While coercing the columns to characters did allow us to bind the rows of all our dataframes, we probably want some columns to be different types for a later analysis. Right now, we cannot calculate mean(surveys$Q1) since it is a character vector.

mean(surveys$Q1)
Warning in mean.default(surveys$Q1): argument is not numeric or logical: returning NA
[1] NA

We could go through each column and convert the type (surveys$Q1 <- as.numeric(surveys$Q1), etc.), or we could make use of type_convert() from the readr package. This function guesses the “true” type of each column and converts it for us, letting us know which type it chose for each column.

library(readr)

surveys <- type_convert(surveys)

-- Column specification ----------------------------------------------------------------------
cols(
  Q1 = col_double(),
  Q2 = col_double(),
  Q2a = col_character(),
  Q3 = col_double(),
  Q4 = col_double(),
  Q4a = col_character()
)
mean(surveys$Q1)
[1] 1.333333

17.4 Merging Exercises

  1. Merge the beaver1 and beaver2 datasets on the time column, and include all rows.
  • Bonus: Add a column called warmer that has a 1 whenever beaver1’s temperature was higher, and a 2 whenever beaver2’s temperature was higher.

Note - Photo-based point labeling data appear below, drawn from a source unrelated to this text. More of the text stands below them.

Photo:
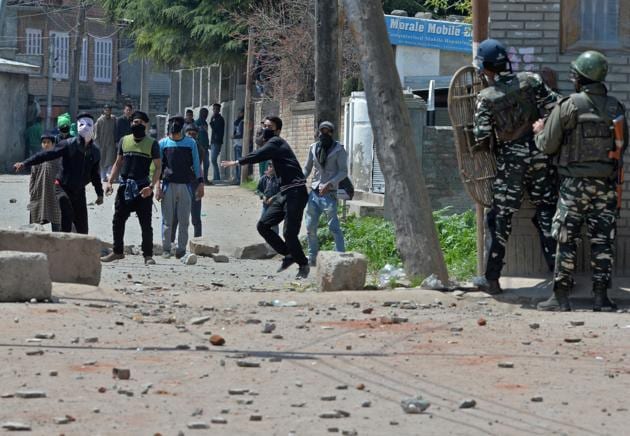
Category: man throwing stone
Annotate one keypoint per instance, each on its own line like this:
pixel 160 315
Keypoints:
pixel 80 160
pixel 289 203
pixel 135 191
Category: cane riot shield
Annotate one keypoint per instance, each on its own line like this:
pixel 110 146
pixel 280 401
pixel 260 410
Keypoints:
pixel 477 170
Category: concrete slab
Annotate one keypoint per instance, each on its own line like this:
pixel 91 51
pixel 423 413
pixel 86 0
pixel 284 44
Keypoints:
pixel 71 257
pixel 24 276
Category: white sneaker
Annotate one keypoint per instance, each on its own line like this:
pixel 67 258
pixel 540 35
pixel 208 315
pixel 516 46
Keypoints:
pixel 189 259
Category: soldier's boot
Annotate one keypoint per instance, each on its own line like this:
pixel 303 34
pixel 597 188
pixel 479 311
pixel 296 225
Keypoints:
pixel 492 287
pixel 600 298
pixel 558 302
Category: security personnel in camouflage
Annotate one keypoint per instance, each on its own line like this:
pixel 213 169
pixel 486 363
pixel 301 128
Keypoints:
pixel 579 135
pixel 506 110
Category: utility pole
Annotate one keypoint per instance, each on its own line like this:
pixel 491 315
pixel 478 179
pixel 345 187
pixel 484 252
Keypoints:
pixel 3 5
pixel 480 32
pixel 416 235
pixel 144 86
pixel 76 60
pixel 327 65
pixel 248 120
pixel 51 67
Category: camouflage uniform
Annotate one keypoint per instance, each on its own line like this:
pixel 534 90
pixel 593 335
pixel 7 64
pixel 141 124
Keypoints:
pixel 587 189
pixel 521 167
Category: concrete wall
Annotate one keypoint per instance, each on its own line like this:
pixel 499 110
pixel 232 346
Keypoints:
pixel 13 94
pixel 532 31
pixel 437 151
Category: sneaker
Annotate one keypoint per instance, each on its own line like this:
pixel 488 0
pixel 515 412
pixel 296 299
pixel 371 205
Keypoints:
pixel 303 272
pixel 287 261
pixel 112 256
pixel 492 287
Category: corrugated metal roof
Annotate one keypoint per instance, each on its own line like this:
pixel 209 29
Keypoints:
pixel 420 83
pixel 9 66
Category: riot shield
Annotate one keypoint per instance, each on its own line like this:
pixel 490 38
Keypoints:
pixel 477 170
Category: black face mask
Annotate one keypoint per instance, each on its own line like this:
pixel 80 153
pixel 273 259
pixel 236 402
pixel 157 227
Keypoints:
pixel 138 131
pixel 175 127
pixel 268 134
pixel 325 144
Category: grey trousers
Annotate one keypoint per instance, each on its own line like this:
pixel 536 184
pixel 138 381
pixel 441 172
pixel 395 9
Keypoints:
pixel 177 200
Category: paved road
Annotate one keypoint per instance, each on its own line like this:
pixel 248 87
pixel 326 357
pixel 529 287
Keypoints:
pixel 229 214
pixel 351 355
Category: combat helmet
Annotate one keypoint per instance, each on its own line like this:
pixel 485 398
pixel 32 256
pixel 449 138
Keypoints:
pixel 492 55
pixel 592 65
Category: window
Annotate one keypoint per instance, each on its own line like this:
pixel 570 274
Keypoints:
pixel 83 69
pixel 33 41
pixel 61 43
pixel 595 24
pixel 103 60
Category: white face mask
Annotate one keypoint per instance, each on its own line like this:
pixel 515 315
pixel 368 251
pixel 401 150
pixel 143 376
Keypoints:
pixel 85 128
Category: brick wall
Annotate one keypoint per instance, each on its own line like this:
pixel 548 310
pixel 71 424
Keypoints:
pixel 531 29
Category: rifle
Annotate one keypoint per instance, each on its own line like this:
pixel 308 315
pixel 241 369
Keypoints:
pixel 617 154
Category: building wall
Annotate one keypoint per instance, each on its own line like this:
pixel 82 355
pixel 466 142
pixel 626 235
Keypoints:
pixel 441 173
pixel 532 31
pixel 439 163
pixel 13 94
pixel 91 93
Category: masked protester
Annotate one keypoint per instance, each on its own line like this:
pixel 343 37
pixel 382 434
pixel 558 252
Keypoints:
pixel 329 161
pixel 105 139
pixel 506 110
pixel 181 174
pixel 136 152
pixel 579 134
pixel 44 207
pixel 80 160
pixel 192 131
pixel 64 122
pixel 288 205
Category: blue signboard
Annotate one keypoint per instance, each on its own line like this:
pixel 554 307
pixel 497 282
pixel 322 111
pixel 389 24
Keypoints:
pixel 443 35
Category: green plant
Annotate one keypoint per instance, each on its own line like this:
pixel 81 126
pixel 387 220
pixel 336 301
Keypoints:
pixel 376 239
pixel 457 233
pixel 250 184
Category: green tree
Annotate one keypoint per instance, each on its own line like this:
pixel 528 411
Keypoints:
pixel 187 32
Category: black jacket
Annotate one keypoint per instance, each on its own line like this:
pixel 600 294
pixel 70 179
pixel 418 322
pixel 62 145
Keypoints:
pixel 217 123
pixel 123 127
pixel 285 164
pixel 79 164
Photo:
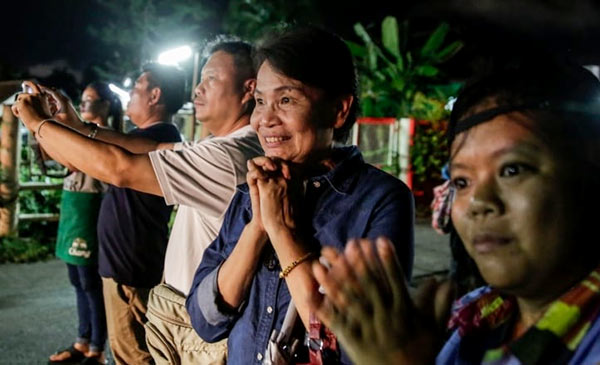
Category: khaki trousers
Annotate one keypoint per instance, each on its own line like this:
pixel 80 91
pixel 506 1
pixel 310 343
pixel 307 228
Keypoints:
pixel 170 336
pixel 125 318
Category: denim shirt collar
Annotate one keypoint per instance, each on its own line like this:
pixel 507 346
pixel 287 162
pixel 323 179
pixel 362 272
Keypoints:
pixel 347 159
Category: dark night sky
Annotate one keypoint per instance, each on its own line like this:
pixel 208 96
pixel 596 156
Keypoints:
pixel 41 32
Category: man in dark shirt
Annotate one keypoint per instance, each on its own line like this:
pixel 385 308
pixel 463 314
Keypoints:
pixel 132 226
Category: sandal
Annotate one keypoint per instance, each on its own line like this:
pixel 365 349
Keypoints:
pixel 93 360
pixel 74 356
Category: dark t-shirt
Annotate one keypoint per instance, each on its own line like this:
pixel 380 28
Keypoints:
pixel 132 227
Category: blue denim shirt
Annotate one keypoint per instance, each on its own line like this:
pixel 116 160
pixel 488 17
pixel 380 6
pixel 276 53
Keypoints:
pixel 351 201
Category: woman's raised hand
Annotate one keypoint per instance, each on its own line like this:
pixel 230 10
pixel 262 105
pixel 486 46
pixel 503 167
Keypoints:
pixel 368 306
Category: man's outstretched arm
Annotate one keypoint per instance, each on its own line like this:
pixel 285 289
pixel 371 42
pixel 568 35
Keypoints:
pixel 104 161
pixel 68 116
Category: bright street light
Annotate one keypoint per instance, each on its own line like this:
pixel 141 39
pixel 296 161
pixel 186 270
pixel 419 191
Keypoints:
pixel 122 94
pixel 175 55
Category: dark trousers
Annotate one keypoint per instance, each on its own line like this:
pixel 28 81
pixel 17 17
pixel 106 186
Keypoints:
pixel 90 305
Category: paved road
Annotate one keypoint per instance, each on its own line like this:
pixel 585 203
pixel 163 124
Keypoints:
pixel 37 303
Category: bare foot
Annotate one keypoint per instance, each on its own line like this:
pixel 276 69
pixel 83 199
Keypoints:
pixel 65 355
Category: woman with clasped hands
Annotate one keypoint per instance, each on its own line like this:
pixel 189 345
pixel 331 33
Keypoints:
pixel 303 194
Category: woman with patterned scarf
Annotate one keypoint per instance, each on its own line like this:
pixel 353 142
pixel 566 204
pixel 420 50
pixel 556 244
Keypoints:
pixel 525 166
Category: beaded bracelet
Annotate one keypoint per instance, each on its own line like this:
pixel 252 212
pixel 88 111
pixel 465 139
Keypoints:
pixel 293 265
pixel 37 132
pixel 93 130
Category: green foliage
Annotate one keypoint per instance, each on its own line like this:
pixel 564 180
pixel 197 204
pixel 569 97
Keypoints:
pixel 16 249
pixel 429 151
pixel 36 240
pixel 401 80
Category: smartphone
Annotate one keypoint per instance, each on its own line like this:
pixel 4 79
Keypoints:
pixel 26 88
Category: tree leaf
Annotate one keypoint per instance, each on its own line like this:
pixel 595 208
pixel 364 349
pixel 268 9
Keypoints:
pixel 449 51
pixel 356 49
pixel 427 70
pixel 389 35
pixel 435 40
pixel 362 33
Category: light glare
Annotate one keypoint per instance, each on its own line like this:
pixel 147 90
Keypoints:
pixel 175 55
pixel 122 94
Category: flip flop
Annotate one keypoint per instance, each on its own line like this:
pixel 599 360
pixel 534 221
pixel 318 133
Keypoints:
pixel 93 360
pixel 75 356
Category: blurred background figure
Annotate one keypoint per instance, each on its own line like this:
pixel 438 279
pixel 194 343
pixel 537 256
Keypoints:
pixel 77 242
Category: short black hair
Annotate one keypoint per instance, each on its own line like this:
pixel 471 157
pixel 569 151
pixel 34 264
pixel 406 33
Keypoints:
pixel 115 111
pixel 241 51
pixel 562 100
pixel 315 57
pixel 171 82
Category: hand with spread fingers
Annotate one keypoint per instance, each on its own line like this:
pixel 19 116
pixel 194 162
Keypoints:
pixel 65 111
pixel 32 108
pixel 368 307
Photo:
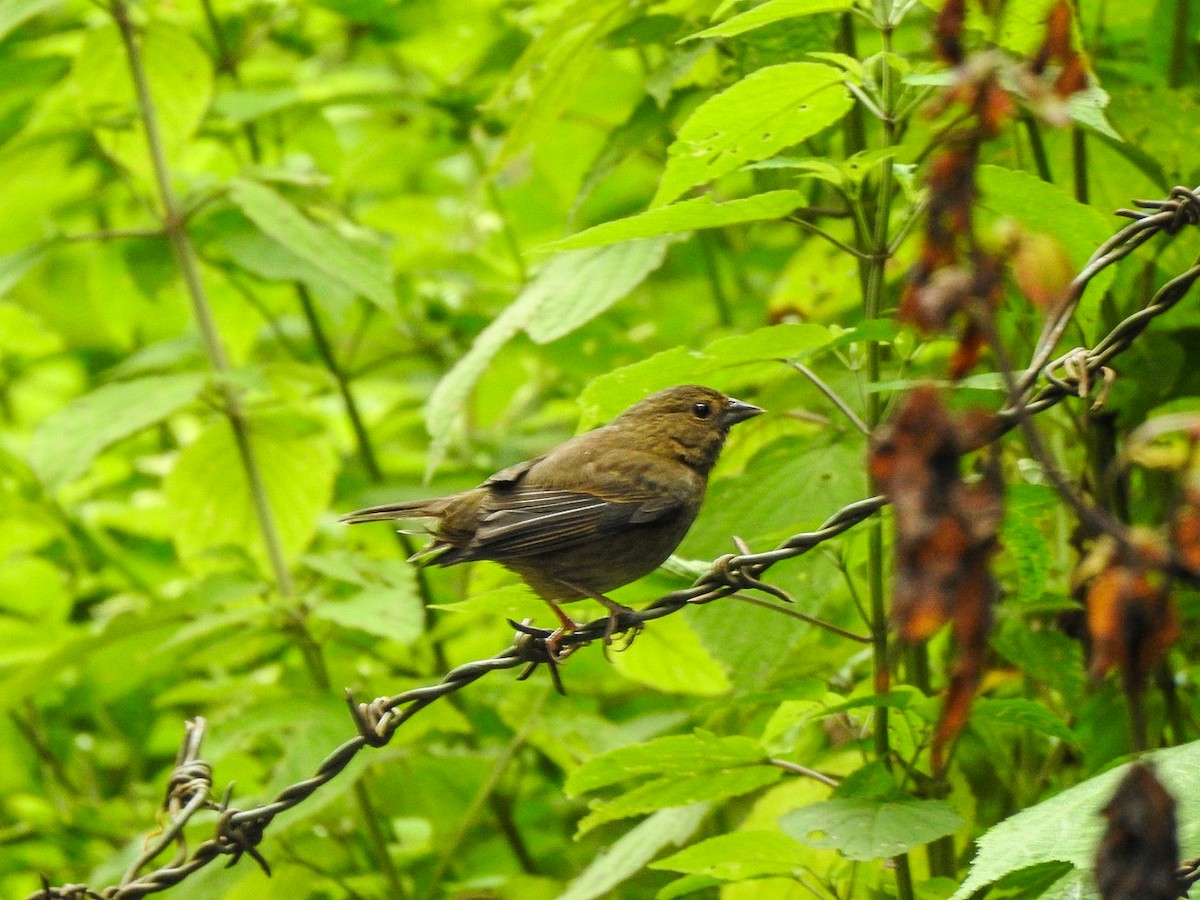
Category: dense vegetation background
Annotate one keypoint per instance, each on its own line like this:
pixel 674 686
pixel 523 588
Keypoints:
pixel 336 267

Ignore missing values. (If beaver1 is missing and beaver2 is not, the new column should say 2.) If the two beavers’ temperatures are equal, make the value of warmer missing.
  1. Append the rows of beaver2 to beaver1. Make sure there is a column that specifies the beaver number (1 or 2) for each observation.

  2. Combine state.abb, state.division, and state.name into a single dataframe.

  • Drop all rows where the state name is more than one word.
  • Merge this dataframe with state.x77.
  • Bonus: Add two columns corresponding to the two objects in the list state.center.